Chinese ride-hailing giant Didi Chuxing apologized and made changes to a relaunch plan for its controversial Hitch carpooling service after being accused of sexism for setting different operating hours for women and men.
On Tuesday the company announced the return of Hitch on a trial basis later this month after the service was suspended last year following two high-profile murders of female passengers. The trial was set to allow use by men between 5 a.m. and 11 p.m., and women between 5 a.m. and 8 p.m., the company said in announcing the relaunch.
But Didi was forced to backtrack within hours after large numbers of social media users said the operating hours discriminated against women, for instance by heavy-handedly restricting female customers’ access to the platform, treating all female customers as possible victims of aggression, and shifting the responsibility for protecting their safety back into the hands of drivers who are often men.
On Thursday evening, company president Liu Qing said on her personal Weibo microblog that the new rules were unsuitable and asked for time to adjust them.
Didi later released a separate statement on its WeChat public account explaining that significant spikes in rates of sex-related complaints from female users during evening and late-night operating hours prompted the differing gender-based restrictions.

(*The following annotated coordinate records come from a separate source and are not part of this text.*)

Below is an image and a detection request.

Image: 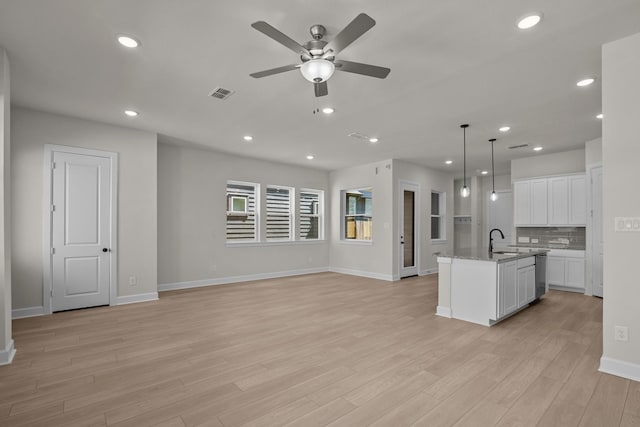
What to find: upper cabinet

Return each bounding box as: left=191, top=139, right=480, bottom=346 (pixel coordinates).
left=513, top=175, right=587, bottom=227
left=513, top=179, right=547, bottom=227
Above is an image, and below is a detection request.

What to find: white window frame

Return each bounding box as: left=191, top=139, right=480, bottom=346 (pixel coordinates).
left=264, top=185, right=296, bottom=242
left=340, top=186, right=374, bottom=244
left=297, top=188, right=324, bottom=242
left=429, top=190, right=447, bottom=243
left=225, top=180, right=260, bottom=244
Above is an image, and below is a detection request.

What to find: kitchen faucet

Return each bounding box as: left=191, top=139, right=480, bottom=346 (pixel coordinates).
left=489, top=228, right=504, bottom=254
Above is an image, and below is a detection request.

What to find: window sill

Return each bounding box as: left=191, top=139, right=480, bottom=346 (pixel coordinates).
left=340, top=239, right=373, bottom=246
left=224, top=239, right=327, bottom=248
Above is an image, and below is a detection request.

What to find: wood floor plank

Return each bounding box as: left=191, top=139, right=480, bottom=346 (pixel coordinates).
left=0, top=273, right=640, bottom=427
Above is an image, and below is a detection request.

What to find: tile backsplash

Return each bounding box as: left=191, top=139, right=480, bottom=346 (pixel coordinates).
left=516, top=227, right=586, bottom=250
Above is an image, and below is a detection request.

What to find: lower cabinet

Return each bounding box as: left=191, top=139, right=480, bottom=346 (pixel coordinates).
left=547, top=251, right=584, bottom=292
left=498, top=257, right=536, bottom=317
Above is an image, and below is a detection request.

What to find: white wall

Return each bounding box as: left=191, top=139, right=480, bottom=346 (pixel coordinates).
left=0, top=47, right=14, bottom=365
left=392, top=160, right=454, bottom=278
left=158, top=143, right=329, bottom=290
left=600, top=33, right=640, bottom=381
left=11, top=108, right=158, bottom=310
left=584, top=138, right=602, bottom=166
left=329, top=160, right=397, bottom=280
left=511, top=149, right=585, bottom=181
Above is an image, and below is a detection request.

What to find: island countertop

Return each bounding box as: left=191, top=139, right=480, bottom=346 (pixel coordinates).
left=438, top=247, right=549, bottom=263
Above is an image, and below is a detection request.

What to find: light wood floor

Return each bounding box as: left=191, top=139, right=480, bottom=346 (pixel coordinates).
left=0, top=273, right=640, bottom=427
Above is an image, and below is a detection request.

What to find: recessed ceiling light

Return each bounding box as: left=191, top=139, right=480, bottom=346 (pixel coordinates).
left=518, top=13, right=542, bottom=30
left=118, top=36, right=140, bottom=49
left=576, top=77, right=596, bottom=87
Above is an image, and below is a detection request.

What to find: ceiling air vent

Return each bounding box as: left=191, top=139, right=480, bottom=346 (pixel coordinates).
left=348, top=132, right=369, bottom=141
left=507, top=144, right=529, bottom=150
left=209, top=87, right=235, bottom=99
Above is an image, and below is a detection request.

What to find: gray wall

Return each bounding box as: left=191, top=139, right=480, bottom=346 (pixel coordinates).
left=393, top=160, right=454, bottom=278
left=0, top=48, right=13, bottom=364
left=601, top=34, right=640, bottom=381
left=158, top=143, right=329, bottom=290
left=329, top=160, right=396, bottom=280
left=11, top=108, right=158, bottom=309
left=511, top=149, right=585, bottom=181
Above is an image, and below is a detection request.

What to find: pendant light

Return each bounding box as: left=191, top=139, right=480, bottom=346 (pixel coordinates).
left=489, top=138, right=498, bottom=202
left=460, top=124, right=471, bottom=197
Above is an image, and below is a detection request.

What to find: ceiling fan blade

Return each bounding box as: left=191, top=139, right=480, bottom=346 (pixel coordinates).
left=334, top=60, right=391, bottom=79
left=251, top=21, right=311, bottom=57
left=249, top=64, right=299, bottom=79
left=313, top=82, right=329, bottom=97
left=324, top=13, right=376, bottom=54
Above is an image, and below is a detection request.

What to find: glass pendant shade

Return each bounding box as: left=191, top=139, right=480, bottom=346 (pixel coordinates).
left=300, top=59, right=336, bottom=83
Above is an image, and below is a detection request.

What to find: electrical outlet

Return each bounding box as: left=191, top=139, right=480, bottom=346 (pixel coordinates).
left=615, top=326, right=629, bottom=342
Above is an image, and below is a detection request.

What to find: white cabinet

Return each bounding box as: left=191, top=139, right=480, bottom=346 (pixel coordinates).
left=513, top=179, right=547, bottom=226
left=568, top=175, right=587, bottom=225
left=547, top=250, right=584, bottom=292
left=498, top=261, right=518, bottom=318
left=513, top=175, right=587, bottom=227
left=547, top=176, right=569, bottom=225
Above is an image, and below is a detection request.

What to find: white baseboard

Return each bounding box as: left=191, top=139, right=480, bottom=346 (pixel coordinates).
left=598, top=356, right=640, bottom=381
left=116, top=292, right=158, bottom=305
left=0, top=340, right=16, bottom=366
left=158, top=267, right=329, bottom=292
left=436, top=306, right=451, bottom=319
left=11, top=306, right=46, bottom=319
left=329, top=267, right=392, bottom=282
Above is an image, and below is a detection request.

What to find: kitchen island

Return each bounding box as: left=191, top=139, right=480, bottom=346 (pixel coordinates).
left=436, top=249, right=547, bottom=326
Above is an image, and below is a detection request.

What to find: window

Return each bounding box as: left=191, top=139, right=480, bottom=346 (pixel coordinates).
left=298, top=190, right=323, bottom=240
left=266, top=186, right=293, bottom=240
left=431, top=191, right=446, bottom=240
left=343, top=188, right=373, bottom=240
left=227, top=181, right=259, bottom=242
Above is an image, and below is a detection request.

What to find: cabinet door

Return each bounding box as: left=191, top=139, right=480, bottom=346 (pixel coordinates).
left=518, top=267, right=529, bottom=308
left=513, top=181, right=531, bottom=225
left=548, top=176, right=569, bottom=225
left=529, top=179, right=547, bottom=225
left=569, top=175, right=587, bottom=225
left=526, top=265, right=536, bottom=304
left=565, top=258, right=584, bottom=288
left=498, top=261, right=518, bottom=317
left=547, top=256, right=565, bottom=286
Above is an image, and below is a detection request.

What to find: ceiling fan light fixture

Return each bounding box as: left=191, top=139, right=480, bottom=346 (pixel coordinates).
left=300, top=59, right=336, bottom=83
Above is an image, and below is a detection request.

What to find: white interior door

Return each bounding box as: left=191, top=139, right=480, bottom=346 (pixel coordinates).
left=400, top=183, right=420, bottom=278
left=50, top=151, right=112, bottom=311
left=484, top=190, right=513, bottom=249
left=591, top=166, right=604, bottom=297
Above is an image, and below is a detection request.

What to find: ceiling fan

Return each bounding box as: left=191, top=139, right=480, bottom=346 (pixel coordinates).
left=250, top=13, right=391, bottom=96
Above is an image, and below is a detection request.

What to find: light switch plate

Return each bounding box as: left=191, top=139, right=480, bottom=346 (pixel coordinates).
left=614, top=216, right=640, bottom=231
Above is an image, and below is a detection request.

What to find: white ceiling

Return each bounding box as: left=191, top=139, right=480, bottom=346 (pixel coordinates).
left=0, top=0, right=640, bottom=175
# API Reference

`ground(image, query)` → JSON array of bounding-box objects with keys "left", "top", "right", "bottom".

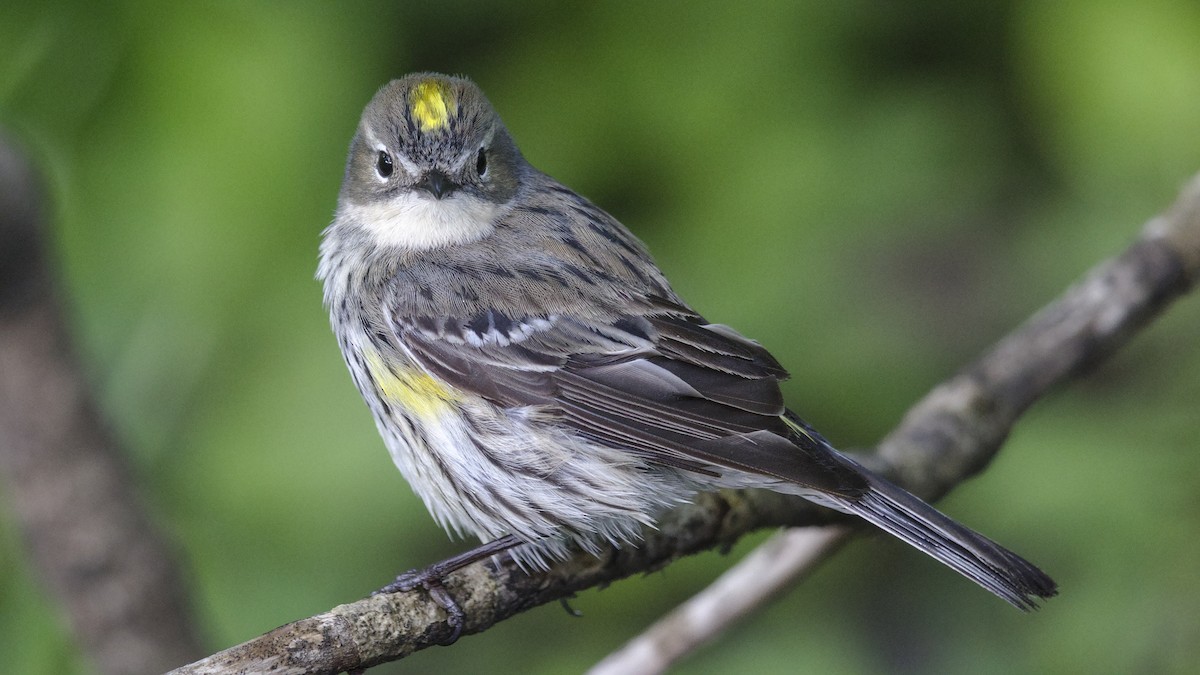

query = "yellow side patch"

[
  {"left": 408, "top": 79, "right": 458, "bottom": 133},
  {"left": 366, "top": 351, "right": 458, "bottom": 417}
]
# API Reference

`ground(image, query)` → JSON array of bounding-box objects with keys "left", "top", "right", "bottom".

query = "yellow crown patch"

[{"left": 408, "top": 79, "right": 458, "bottom": 133}]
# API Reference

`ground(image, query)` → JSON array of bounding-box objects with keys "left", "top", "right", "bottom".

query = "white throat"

[{"left": 338, "top": 191, "right": 503, "bottom": 250}]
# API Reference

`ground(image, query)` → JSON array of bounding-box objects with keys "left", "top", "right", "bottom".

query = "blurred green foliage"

[{"left": 0, "top": 0, "right": 1200, "bottom": 673}]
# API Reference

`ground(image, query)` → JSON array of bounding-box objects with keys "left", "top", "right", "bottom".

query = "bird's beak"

[{"left": 416, "top": 169, "right": 458, "bottom": 199}]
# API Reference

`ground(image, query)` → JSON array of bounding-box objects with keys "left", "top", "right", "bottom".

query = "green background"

[{"left": 0, "top": 0, "right": 1200, "bottom": 674}]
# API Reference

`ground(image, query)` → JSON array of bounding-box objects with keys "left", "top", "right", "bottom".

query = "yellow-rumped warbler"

[{"left": 318, "top": 73, "right": 1056, "bottom": 629}]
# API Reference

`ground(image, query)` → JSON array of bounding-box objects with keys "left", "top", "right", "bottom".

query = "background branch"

[
  {"left": 592, "top": 171, "right": 1200, "bottom": 675},
  {"left": 175, "top": 172, "right": 1200, "bottom": 674},
  {"left": 0, "top": 136, "right": 203, "bottom": 673}
]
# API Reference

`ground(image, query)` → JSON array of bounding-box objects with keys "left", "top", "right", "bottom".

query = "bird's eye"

[
  {"left": 376, "top": 150, "right": 395, "bottom": 178},
  {"left": 475, "top": 148, "right": 487, "bottom": 178}
]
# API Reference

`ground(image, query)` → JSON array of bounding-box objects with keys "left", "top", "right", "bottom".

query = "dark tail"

The company also apologized for the blunder, saying: “Prior to announcing the plan, we did not carry out a public appraisal and discussion of this rule and were unable to fully listen to feedback from all sides. At the same time, we express our deep apologies for troubling everyone with our insufficient consideration and poor communication.”
All users will only be able to use Hitch between 5 a.m. and 8 p.m. when it relaunches from Nov. 20, the later statement added.
While Didi found itself at the center of a furor at home, things were going slightly better abroad.
The company told Caixin Friday that it plans to add in-app taxi-hailing services to its product offerings in Mexico, starting in the city of Cuernavaca. Although Didi is already recruiting drivers for the service, it does not yet have a launch date.
Meanwhile, Mexico City will become the third in the country to welcome Didi’s food delivery business — Didi Food — after Guadalajara and Monterrey, the company announced Tuesday.